Intip Persiapan Kelenteng Thien Le Kong Samarinda Menyambut Perayaan Imlek
Kelenteng Thien Le Kong Samarinda sedang mempersiapkan perayaan Imlek tahun ini.-mayang/disway-
"Kelenteng ini aktif selesai dibangun dan dipergunakan masyarakat pada tahun 1905, Waktu itu etnis tionghoa banyak bermukim di sekitar sisi sungai mahakam," kata Hanson.
Kelenteng ini tidak hanya menjadi tempat ibadah bagi warga Tionghoa yang beragama Konghucu di Kota Samarinda. Tetapi juga menjadi wadah toleransi antara warga Tionghoa Samarinda dengan warga pribumi di sekitarnya.
"Kelenteng ini menjadi tempat bersejarah dan berdoa bagi warga Tionghoa Samarinda, khususnya generasi tua yang masih setia mengunjunginya. Juga menjadi salah satu destinasi wisata yang ditetapkan Dinas pariwisata," ucap Pria yang telah 10 tahun mengurus Kelenteng itu.

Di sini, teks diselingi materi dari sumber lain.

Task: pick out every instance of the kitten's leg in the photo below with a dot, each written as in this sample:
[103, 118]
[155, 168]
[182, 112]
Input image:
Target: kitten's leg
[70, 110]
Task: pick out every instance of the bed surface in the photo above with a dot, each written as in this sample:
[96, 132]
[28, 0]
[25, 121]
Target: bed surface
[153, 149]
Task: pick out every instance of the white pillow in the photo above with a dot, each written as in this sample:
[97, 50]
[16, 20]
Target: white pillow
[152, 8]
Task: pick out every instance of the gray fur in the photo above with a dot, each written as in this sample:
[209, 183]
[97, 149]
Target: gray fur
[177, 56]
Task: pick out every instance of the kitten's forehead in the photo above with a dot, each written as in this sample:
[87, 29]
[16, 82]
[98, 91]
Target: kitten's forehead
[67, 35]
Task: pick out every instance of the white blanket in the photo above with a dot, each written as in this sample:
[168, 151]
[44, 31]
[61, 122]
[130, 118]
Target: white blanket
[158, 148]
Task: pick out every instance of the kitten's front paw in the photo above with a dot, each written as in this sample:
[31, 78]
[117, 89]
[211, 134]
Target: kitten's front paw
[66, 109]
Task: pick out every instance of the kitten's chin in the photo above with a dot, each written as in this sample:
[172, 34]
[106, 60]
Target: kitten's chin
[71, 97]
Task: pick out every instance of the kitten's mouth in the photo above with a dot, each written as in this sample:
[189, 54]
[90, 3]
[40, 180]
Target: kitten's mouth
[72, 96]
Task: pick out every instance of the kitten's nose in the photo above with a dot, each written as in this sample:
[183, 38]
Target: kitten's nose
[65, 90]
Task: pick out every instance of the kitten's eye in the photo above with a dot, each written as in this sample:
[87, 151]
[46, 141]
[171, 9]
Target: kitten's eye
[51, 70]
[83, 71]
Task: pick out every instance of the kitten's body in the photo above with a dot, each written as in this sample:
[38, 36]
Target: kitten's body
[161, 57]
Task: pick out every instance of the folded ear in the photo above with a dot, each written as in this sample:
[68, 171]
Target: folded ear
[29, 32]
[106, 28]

Kelenteng ini memiliki tuan rumah Dewi Tian Shang Sheng Mu (Siang Seng Bo), yang juga dikenal dengan nama Ma Zu atau Mak Co. Beliau adalah Dewi Laut, yang membantu dan melindungi para pelaut, serta keturunan Tionghoa di wilayah Selatan dan imigran di Asia Tenggara.
"Jadi setiap kelenteng punya tuan rumah yang berbeda. Untuk kelenteng ini tuan rumahnya adalah Dewi Tian Shang Sheng Mu," beber Hanson.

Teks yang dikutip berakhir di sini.